All Known Implementing Classes:
AbstractWordTokenizer, DocumentWordTokenizer, FileWordTokenizer, StringWordTokenizer

public interface WordTokenizer

An interface for objects which take a text-based media as input, and iterate through the words in the text stored in that media. Examples of such media could be Strings, Documents, Files, TextComponents etc.

When the object is instantiated, and before the first call to next() is made, the following methods should throw a WordNotFoundException:
getCurrentWordEnd(), getCurrentWordPosition(), isNewSentence() and replaceWord().
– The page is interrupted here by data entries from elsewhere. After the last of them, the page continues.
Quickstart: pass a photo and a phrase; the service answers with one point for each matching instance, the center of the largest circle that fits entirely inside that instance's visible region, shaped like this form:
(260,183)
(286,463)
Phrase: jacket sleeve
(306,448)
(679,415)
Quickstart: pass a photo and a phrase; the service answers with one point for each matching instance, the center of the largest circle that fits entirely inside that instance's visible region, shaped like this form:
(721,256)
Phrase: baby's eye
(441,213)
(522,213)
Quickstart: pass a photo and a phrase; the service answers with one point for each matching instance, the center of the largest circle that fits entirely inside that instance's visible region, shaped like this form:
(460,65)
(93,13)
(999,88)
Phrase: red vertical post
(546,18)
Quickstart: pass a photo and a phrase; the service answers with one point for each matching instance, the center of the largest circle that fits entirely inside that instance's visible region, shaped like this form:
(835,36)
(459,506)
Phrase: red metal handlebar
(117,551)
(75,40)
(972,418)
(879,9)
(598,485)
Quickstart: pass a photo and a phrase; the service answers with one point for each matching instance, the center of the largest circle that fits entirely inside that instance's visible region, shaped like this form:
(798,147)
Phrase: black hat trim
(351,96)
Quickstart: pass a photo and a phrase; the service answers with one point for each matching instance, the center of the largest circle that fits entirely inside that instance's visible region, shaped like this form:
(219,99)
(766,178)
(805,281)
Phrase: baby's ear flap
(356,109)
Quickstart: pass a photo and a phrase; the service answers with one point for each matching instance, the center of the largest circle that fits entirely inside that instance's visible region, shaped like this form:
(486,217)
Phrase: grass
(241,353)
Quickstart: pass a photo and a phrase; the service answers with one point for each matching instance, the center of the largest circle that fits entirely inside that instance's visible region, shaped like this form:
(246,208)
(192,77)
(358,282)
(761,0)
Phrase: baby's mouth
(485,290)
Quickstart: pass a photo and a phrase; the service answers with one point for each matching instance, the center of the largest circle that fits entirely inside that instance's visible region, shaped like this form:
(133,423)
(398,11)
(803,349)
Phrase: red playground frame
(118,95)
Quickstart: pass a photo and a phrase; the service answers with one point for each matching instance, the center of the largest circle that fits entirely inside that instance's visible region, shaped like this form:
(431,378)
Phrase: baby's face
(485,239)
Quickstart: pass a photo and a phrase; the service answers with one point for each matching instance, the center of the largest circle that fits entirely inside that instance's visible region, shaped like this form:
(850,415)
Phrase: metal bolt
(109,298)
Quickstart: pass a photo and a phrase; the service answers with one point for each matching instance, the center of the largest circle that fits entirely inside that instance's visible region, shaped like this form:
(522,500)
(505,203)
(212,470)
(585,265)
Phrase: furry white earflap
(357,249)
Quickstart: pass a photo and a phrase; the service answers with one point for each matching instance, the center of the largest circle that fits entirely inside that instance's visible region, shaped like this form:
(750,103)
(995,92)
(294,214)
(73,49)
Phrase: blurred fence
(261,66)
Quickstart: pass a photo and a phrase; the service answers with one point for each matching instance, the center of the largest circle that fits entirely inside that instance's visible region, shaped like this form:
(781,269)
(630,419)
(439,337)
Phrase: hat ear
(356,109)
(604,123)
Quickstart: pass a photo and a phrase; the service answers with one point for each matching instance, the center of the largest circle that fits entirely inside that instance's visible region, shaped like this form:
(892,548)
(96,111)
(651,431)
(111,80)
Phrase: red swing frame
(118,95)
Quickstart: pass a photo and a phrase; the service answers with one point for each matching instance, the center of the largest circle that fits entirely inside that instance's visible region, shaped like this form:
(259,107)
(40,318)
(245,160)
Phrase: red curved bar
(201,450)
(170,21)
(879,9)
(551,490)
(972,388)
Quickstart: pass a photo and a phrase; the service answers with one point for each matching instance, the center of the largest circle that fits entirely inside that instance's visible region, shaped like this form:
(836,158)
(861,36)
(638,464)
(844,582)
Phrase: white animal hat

A call to next() when hasMoreWords() returns false should throw a WordNotFoundException.

Author:
Jason Height (jheight@chariot.net.au)
  • Method Summary

    Modifier and Type
    Method
    Description
    Returns the context text that is being tokenized (should include any changes that have been made).
    int
    Returns the number of word tokens that have been processed thus far
    int
    Returns an index representing the end location of the current word in the text.
    int
    Returns an index representing the start location of the current word in the text.
    boolean
    Indicates if there are more words left
    boolean
    Returns true if the current word is at the start of a sentence
    This returns the next word in the iteration.
    void
    Replaces the current word token
  • Method Details

    • getContext

      String getContext()
      Returns the context text that is being tokenized (should include any changes that have been made).
      Returns:
      the text being searched.
    • getCurrentWordCount

      int getCurrentWordCount()
      Returns the number of word tokens that have been processed thus far
      Returns:
      the number of words found so far.
    • getCurrentWordEnd

      int getCurrentWordEnd()
      Returns an index representing the end location of the current word in the text.
      Returns:
      index of the end of the current word in the text.
      Throws:
      WordNotFoundException - current word has not yet been set.
    • getCurrentWordPosition

      int getCurrentWordPosition()
      Returns an index representing the start location of the current word in the text.
      Returns:
      index of the start of the current word in the text.
      Throws:
      WordNotFoundException - current word has not yet been set.
    • isNewSentence

      boolean isNewSentence()
      Returns true if the current word is at the start of a sentence
      Returns:
      true if the current word starts a sentence.
      Throws:
      WordNotFoundException - current word has not yet been set.
    • hasMoreWords

      boolean hasMoreWords()
      Indicates if there are more words left
      Returns:
      true if more words can be found in the text.
    • nextWord

      String nextWord()
      This returns the next word in the iteration. Note that any implementation should return the current word, and then replace the current word with the next word found in the input text (if one exists).
      Returns:
      the next word in the iteration.
      Throws:
      WordNotFoundException - search string contains no more words.
    • replaceWord

      void replaceWord(String newWord)
      Replaces the current word token

      When a word is replaced care should be taken that the WordTokenizer repositions itself such that the words that were added aren't rechecked. Of course this is not mandatory, maybe there is a case when an application doesn't need to do this.

      Parameters:
      newWord - the string which should replace the current word.
      Throws:
      WordNotFoundException - current word has not yet been set.